Obama Wins U.S. Senate Primary

Barack Obama '83Barack Obama ’83, Illinois state senator for the 13th district on Chicago’s South Side, won the Democratic primary for the U.S. Senate over six rivals on March 16. He will oppose Republican Jack Ryan in the general election in November for a Senate seat being vacated by Peter Fitzgerald, a Republican who is retiring after one term.

Obama received 55 percent of the vote in the Democratic Primary. His nearest opponent, state Comptroller Dan Hynes, drew 23 percent.

“I think it’s fair to say the conventional wisdom was we could not win,” Obama told his cheering supporters following the primary victory. “We didn’t have enough money. We didn’t have enough organization. There was no way that a skinny guy from the South Side with a funny name like Barack Obama could ever win a statewide race. Sixteen months later, we are here.”

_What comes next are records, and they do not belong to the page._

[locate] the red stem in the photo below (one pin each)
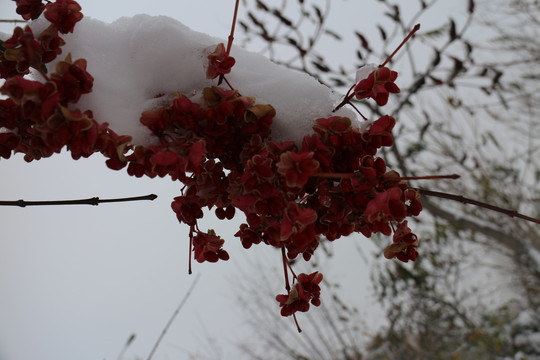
(285, 263)
(231, 36)
(190, 247)
(349, 96)
(296, 322)
(356, 175)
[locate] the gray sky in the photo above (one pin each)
(77, 281)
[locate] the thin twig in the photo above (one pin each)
(464, 200)
(169, 323)
(90, 201)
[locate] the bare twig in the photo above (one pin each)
(126, 346)
(169, 323)
(90, 201)
(464, 200)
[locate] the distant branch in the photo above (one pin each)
(90, 201)
(171, 320)
(464, 200)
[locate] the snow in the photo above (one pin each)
(135, 59)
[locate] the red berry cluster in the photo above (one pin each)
(37, 117)
(330, 186)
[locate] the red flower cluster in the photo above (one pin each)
(23, 50)
(219, 62)
(37, 115)
(330, 186)
(306, 290)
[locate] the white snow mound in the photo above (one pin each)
(134, 59)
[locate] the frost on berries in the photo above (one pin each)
(219, 146)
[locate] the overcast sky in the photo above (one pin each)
(76, 282)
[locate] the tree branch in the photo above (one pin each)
(90, 201)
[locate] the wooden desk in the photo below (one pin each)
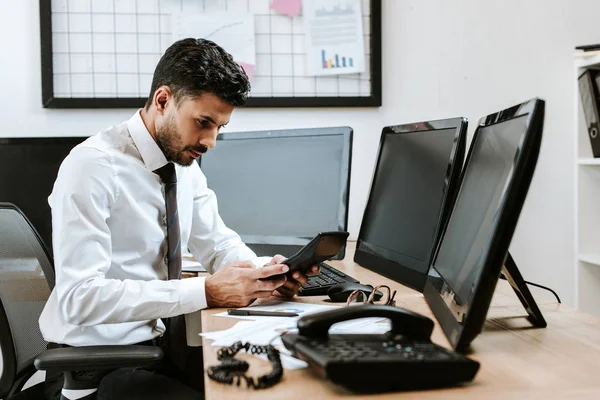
(561, 361)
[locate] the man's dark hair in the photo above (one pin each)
(192, 67)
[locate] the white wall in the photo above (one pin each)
(440, 59)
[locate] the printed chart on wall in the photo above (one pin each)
(334, 37)
(297, 53)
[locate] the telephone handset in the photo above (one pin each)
(404, 322)
(404, 358)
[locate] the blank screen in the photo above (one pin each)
(28, 169)
(280, 187)
(485, 179)
(407, 196)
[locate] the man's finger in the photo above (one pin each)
(299, 277)
(277, 259)
(243, 264)
(292, 285)
(270, 270)
(263, 294)
(286, 291)
(271, 284)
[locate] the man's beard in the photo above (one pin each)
(170, 143)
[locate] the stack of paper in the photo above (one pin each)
(268, 330)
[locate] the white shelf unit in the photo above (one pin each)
(587, 203)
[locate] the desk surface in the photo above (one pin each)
(561, 361)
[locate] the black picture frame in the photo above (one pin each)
(50, 101)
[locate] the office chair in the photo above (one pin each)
(26, 280)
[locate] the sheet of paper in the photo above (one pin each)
(334, 37)
(232, 31)
(291, 8)
(285, 306)
(269, 331)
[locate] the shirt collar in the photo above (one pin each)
(152, 155)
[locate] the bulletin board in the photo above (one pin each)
(102, 54)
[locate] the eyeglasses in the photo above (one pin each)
(359, 297)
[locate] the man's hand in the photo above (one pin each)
(237, 284)
(292, 285)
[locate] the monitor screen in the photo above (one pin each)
(470, 225)
(28, 169)
(476, 239)
(281, 187)
(412, 176)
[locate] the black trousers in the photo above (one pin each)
(162, 381)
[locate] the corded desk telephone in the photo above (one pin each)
(404, 358)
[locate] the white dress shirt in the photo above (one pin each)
(109, 240)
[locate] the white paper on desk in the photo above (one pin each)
(232, 31)
(334, 37)
(285, 306)
(269, 331)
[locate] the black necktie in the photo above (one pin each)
(169, 178)
(175, 340)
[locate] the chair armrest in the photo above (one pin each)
(97, 358)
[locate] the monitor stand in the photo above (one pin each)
(511, 273)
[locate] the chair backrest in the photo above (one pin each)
(26, 279)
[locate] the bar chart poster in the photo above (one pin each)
(334, 37)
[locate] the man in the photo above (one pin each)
(126, 201)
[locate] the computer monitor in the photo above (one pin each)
(414, 183)
(474, 246)
(28, 169)
(277, 189)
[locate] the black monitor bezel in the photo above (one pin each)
(503, 227)
(393, 270)
(345, 131)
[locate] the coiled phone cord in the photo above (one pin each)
(232, 370)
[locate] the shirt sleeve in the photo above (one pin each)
(211, 242)
(84, 194)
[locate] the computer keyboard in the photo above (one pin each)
(380, 363)
(318, 285)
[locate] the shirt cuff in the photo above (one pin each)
(192, 294)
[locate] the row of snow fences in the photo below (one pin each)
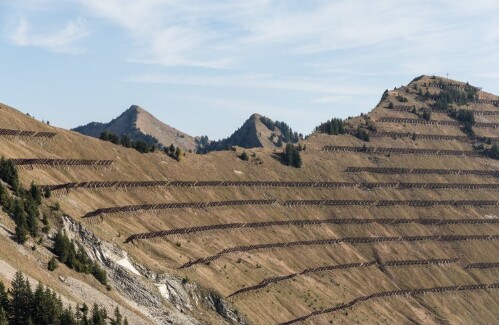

Obama, 42, was a political science major at the College and went on to Harvard Law School, where he was the first African-American president of the Harvard Law Review. He is a civil rights attorney specializing in employment discrimination, fair housing and voting rights legislation and teaches civil rights law and other subjects at the University of Chicago.

If he wins in November, Obama would become the only African-American in the U.S. Senate and only the third black U.S. Senator since Reconstruction.